On Wed, Aug 14, 2002 at 09:38:18PM -0400, Andrew Koenig wrote:
> >> Not really.  I can see how an interface can claim that a particular
> >> method exists, but not how it can claim that the method implements a
> >> function that is antisymmetric and transitive.
> Guido> That's done in the docs, usually.  Zope even has the notion of a
> Guido> "marker" interface -- an interface that says "this object has property
> Guido> such-and-such" but which does not assert any methods or attributes.
> So perhaps what I mean by a category is the set of all types that
> implement a particular marker interface.

I propose that any method or attribute may serve as a marker. This makes it
possible to use an existing practice as a marker so protocols can be
defined retroactively for an existing code base. It's also possible, of 
course, to add an attribute called 'has_property_such_and_such' to serve 
as an explicit marker.

A type category is defined by a predicate that tests for the presence of
one or more markers.  Predicates can test not only for the presence of
markers but also for the type category of the marker object and for call 
signatures. When optional type checking is implemented they should also be
able to test for the categories of arguments and return values.

A new category may be defined as a union or intersection of two existing
categories. This is done by ANDing or ORing the membership predicates of
the two categories and reducing them back to canonical form. Canonizing
a predicate is done by conversion into Disjnctive Normal Form, elimination 
of redundant terms and products, sorting and a few other steps.

A global dictionary of canonical predicates is kept (similar to interning
of strings) so any equivalent categories are merged. Each type object
can store a cache of categories in which it is a member so evaluation of
a membership predicate only needs to be done once for each type.

This may sound complicated by here's how it might work in practice:

Extracting a category from an existing class:
foobarlike = like(FooBar)

The members of the foobarlike category are any classes that implement the
same methods and attributes as FooBar, whether or not they are actually
descended from it. They may be defined independently in another library.
FooBar may be an abstract class used just as a template for a category.

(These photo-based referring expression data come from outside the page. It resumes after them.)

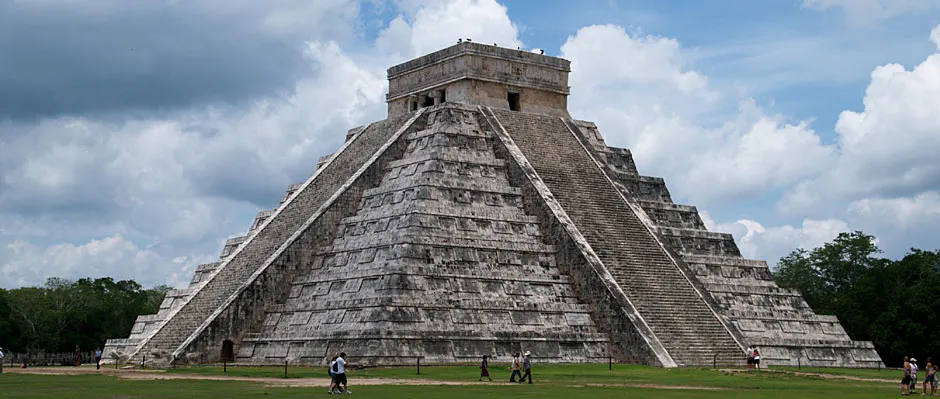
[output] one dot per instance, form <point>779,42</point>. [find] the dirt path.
<point>136,374</point>
<point>806,374</point>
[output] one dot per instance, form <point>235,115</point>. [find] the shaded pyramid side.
<point>776,320</point>
<point>439,262</point>
<point>663,297</point>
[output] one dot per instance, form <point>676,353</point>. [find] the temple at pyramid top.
<point>480,218</point>
<point>480,74</point>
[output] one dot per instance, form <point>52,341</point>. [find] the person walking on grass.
<point>931,378</point>
<point>340,370</point>
<point>516,368</point>
<point>331,368</point>
<point>906,380</point>
<point>527,368</point>
<point>485,368</point>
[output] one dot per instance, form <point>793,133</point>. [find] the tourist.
<point>750,357</point>
<point>527,366</point>
<point>906,380</point>
<point>340,370</point>
<point>332,369</point>
<point>516,368</point>
<point>931,378</point>
<point>485,368</point>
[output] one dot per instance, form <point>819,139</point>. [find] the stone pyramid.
<point>480,218</point>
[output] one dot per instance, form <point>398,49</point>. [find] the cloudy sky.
<point>135,137</point>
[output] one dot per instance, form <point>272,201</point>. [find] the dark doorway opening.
<point>514,102</point>
<point>228,351</point>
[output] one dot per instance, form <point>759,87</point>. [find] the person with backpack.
<point>332,374</point>
<point>339,369</point>
<point>931,378</point>
<point>906,380</point>
<point>516,368</point>
<point>485,368</point>
<point>527,366</point>
<point>97,358</point>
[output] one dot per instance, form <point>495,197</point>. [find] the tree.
<point>63,313</point>
<point>891,303</point>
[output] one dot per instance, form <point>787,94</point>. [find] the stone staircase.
<point>255,252</point>
<point>678,315</point>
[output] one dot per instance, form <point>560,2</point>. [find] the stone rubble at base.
<point>480,218</point>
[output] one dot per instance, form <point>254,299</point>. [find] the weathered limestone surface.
<point>685,324</point>
<point>439,262</point>
<point>777,321</point>
<point>480,218</point>
<point>477,74</point>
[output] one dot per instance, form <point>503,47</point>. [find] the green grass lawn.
<point>551,381</point>
<point>885,374</point>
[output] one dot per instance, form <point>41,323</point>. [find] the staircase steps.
<point>681,320</point>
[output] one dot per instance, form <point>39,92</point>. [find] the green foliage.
<point>551,381</point>
<point>63,313</point>
<point>890,303</point>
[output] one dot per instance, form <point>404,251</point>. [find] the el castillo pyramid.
<point>480,218</point>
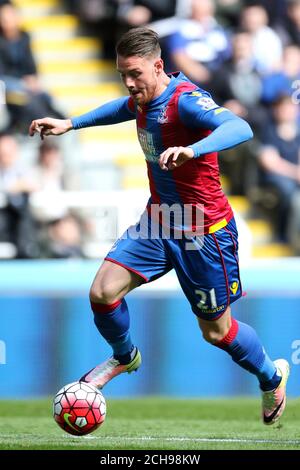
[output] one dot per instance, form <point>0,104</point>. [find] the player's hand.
<point>50,126</point>
<point>174,157</point>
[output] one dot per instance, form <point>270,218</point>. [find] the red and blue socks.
<point>112,322</point>
<point>245,348</point>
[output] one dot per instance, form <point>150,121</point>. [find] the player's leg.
<point>111,316</point>
<point>131,262</point>
<point>209,277</point>
<point>244,346</point>
<point>112,282</point>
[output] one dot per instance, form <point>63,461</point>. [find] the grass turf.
<point>154,423</point>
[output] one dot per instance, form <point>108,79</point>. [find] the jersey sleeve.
<point>119,110</point>
<point>197,109</point>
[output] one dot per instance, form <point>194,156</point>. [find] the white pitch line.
<point>40,440</point>
<point>191,439</point>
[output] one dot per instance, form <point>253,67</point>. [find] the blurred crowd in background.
<point>246,53</point>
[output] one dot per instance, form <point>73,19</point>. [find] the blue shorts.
<point>207,268</point>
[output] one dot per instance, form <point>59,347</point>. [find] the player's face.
<point>141,77</point>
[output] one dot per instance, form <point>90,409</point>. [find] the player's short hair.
<point>141,42</point>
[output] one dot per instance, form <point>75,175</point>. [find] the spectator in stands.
<point>254,19</point>
<point>47,175</point>
<point>200,46</point>
<point>241,87</point>
<point>63,239</point>
<point>280,158</point>
<point>25,96</point>
<point>282,81</point>
<point>229,12</point>
<point>290,29</point>
<point>16,223</point>
<point>140,12</point>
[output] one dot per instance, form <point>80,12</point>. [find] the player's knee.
<point>213,336</point>
<point>103,294</point>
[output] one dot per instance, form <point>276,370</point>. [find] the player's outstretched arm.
<point>50,126</point>
<point>174,157</point>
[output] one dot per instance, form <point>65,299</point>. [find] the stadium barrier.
<point>51,340</point>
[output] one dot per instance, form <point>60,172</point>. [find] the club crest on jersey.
<point>163,118</point>
<point>234,287</point>
<point>207,103</point>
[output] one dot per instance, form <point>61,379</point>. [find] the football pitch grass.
<point>154,423</point>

Asserting that a class must be a member of a category:

class SomeClass:
   __category__ = like(AnotherClass)

At the end of the class definition it will be checked whether it really is
a member of that category (like(SomeClass) issubsetof like(AnotherClass))
This attribute is inherited by subclasses.  Any subclass of this class
will be checked whether it is still a member of the category.  A subclass
may also override this attribute:

class InheritImplementationButNotTheCategoryCheckFrom(SomeClass):
   __category__ = some_other_category

class AddAdditionalRestrictionsTo(SomeClass):
   __category__ = __category__ & like(YetAnotherClass)

If there is a conflict between the two categories the new category will
reduce to the empty set and an error will be generated. The error can be
quite informative by extracting a category from the new class, subtracting
it from the defined category and printing the difference.

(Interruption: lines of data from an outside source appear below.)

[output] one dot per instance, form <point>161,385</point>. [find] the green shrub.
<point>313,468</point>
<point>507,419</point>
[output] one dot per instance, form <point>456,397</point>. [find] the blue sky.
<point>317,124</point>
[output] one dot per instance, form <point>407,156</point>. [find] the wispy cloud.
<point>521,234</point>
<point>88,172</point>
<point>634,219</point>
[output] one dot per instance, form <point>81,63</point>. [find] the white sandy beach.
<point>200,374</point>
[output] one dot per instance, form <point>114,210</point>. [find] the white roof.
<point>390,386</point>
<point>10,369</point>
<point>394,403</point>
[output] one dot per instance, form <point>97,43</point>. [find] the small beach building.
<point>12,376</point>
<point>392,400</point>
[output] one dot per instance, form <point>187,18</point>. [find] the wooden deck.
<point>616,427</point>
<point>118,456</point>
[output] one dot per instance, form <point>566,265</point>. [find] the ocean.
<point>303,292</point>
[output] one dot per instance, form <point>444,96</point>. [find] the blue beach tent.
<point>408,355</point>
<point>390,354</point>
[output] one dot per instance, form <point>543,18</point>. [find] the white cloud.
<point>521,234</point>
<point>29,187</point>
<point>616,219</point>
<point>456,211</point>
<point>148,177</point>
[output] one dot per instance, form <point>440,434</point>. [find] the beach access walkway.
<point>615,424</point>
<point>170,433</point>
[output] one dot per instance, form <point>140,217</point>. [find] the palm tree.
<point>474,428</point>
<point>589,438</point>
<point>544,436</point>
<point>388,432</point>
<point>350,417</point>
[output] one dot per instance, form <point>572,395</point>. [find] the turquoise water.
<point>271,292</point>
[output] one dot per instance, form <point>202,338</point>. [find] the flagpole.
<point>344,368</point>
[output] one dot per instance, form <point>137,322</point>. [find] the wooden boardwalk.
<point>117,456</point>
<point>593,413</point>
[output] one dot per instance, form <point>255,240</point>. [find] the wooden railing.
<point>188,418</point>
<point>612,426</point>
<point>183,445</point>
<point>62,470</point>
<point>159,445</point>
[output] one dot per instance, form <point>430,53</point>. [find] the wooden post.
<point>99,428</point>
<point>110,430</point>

When a backward compatible change is made to a protocol (e.g. adding a new
method) any modules that use the old category should still work because
the new category is a subcategory of the old one. When a non backward
compatible change is made (e.g. removing a method, changing its call
signature) existing code may still run without complaining depending on
the category it uses to do the checking. If it's a wider category that
doesn't check for the method it should be ok.

A non backward compatible change must change the exposed interface. This
may be ensured by adding an attribute or method that serves as an explicit
marker and includes a version number or is renamed in some other way when
making incompatible changes. Category union may be used to check for two
incompatible versions that are known to implement a common subset even if
it has never been given a name, etc.